Am I a Girl or a Boy?
(Wall Street International)*— This conversation is not an easy one and I ask you all to bear with me as I open a subject that seems if not politically incorrect, at least forbidden in polite company…
Some of you may not have even heard it; others may have firm and serious opinions… It involves individual choice, once a basic American principle that has morphed into the extreme control over our lives of late stage capitalism.
For the sources of control of almost any fad or issue, just follow the money, if you are not doing so already.
To make sure we are all on the same page I want to underline the difference between gender and transgender. We all are assigned a gender at birth and it is based upon what sex we seem to be. Mistakes are made, but how many?
According to the latest statistics, 700,000 individuals identify as transgender in the U.S. alone. They have no doubt that they were born into the wrong body and most will undergo hormone treatment and surgery to right that wrong.

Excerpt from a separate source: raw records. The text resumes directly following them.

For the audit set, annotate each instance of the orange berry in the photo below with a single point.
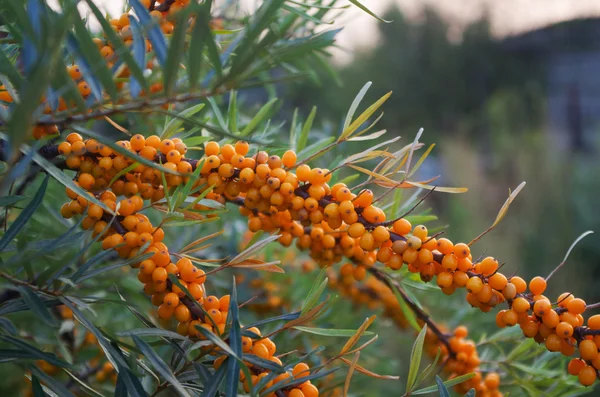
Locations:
(576, 306)
(564, 329)
(575, 366)
(537, 285)
(588, 349)
(521, 305)
(587, 375)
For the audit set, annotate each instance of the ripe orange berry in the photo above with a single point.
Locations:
(289, 159)
(402, 227)
(64, 148)
(84, 89)
(182, 314)
(521, 305)
(588, 349)
(86, 181)
(537, 285)
(594, 321)
(309, 390)
(300, 370)
(575, 366)
(541, 307)
(165, 312)
(488, 266)
(587, 375)
(576, 306)
(498, 282)
(171, 299)
(420, 232)
(492, 380)
(381, 234)
(510, 318)
(159, 275)
(553, 342)
(474, 285)
(564, 329)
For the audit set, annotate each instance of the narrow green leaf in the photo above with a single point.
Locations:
(355, 103)
(303, 138)
(52, 383)
(211, 387)
(260, 116)
(7, 201)
(415, 359)
(176, 50)
(448, 383)
(120, 49)
(24, 216)
(91, 55)
(232, 112)
(408, 313)
(330, 331)
(315, 292)
(152, 332)
(442, 389)
(37, 306)
(36, 387)
(25, 347)
(159, 365)
(264, 363)
(235, 341)
(66, 181)
(121, 150)
(173, 126)
(365, 9)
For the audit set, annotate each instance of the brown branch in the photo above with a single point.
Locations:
(420, 313)
(148, 104)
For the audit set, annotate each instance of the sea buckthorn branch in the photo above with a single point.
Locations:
(130, 230)
(333, 222)
(419, 312)
(458, 358)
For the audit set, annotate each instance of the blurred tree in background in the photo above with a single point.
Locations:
(484, 101)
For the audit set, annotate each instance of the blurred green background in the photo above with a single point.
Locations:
(501, 111)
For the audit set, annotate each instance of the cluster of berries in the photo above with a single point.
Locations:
(131, 233)
(331, 222)
(162, 14)
(458, 354)
(97, 367)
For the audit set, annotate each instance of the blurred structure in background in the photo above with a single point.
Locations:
(503, 110)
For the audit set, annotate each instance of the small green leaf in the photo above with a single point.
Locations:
(355, 103)
(448, 383)
(52, 383)
(315, 292)
(152, 332)
(66, 181)
(303, 138)
(25, 347)
(330, 331)
(365, 9)
(211, 387)
(121, 150)
(7, 201)
(24, 216)
(173, 126)
(262, 114)
(176, 49)
(159, 365)
(442, 389)
(415, 359)
(36, 387)
(37, 306)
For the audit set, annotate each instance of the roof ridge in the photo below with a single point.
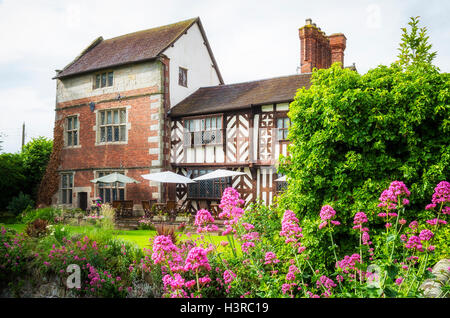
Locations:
(253, 81)
(192, 20)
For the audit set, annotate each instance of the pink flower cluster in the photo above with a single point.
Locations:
(441, 195)
(327, 213)
(197, 259)
(204, 221)
(231, 210)
(165, 252)
(416, 242)
(389, 197)
(359, 219)
(291, 230)
(327, 284)
(270, 258)
(249, 240)
(348, 263)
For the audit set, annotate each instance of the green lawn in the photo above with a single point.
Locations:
(139, 237)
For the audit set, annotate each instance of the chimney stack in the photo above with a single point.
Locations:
(319, 50)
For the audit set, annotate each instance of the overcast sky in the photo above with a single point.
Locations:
(251, 40)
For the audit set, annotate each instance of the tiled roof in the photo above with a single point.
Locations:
(221, 98)
(134, 47)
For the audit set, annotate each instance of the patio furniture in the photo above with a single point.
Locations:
(117, 206)
(147, 207)
(171, 209)
(127, 208)
(123, 208)
(215, 210)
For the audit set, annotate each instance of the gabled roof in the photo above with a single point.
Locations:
(221, 98)
(131, 48)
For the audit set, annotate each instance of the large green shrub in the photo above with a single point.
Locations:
(20, 203)
(352, 134)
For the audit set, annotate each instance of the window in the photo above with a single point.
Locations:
(72, 131)
(112, 125)
(283, 124)
(280, 185)
(182, 77)
(103, 79)
(206, 189)
(110, 191)
(66, 188)
(204, 131)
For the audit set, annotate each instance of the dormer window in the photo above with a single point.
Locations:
(103, 79)
(182, 77)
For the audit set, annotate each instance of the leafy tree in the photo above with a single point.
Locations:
(353, 134)
(36, 154)
(12, 179)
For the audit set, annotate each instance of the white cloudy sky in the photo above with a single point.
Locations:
(251, 39)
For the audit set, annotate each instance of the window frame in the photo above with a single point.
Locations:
(104, 122)
(72, 131)
(98, 79)
(215, 194)
(100, 187)
(284, 130)
(200, 130)
(67, 188)
(182, 76)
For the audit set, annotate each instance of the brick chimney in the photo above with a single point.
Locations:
(337, 44)
(317, 50)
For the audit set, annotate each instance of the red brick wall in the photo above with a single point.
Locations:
(133, 157)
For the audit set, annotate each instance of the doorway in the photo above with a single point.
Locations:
(82, 200)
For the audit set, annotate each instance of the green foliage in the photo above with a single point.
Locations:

This is a new cultural development, although small numbers of these surgeries have been done at Johns Hopkins and Stanford University since the mid-1960’s. Christine Jorgenson was a cultural phenomenon when she went to Denmark for the surgery.
This is now a movement, a cultural phenomenon that can be decided by young children with parental permission of course. In all the articles we see, the parents are happily giving permission and delighted to indulge their children. The son becomes adaughter; the daughter a son and everyone lives happily after.
This cultural movement has followed very quickly upon the acceptance in many places of gay marriage. I do not think it is connected biologically, being in the wrong body vs. sexual attraction. Yet we do not have enough research to answer that question.
In fact, we do not have enough long term research to answer many of the question concerning feminism and gender vs. transgender. It is more of a medical than a gender issue and is being run largely by psychiatrists and other medical doctors such as surgeons and endocrinologists.
I was one of the early feminist psychologists who brought forth the term “gender”[1] in order to distinguish what was learned, even unconsciously, from what was determined genetically. That was an enormous first step, as every aspect of a human being was believed to be tied to sex.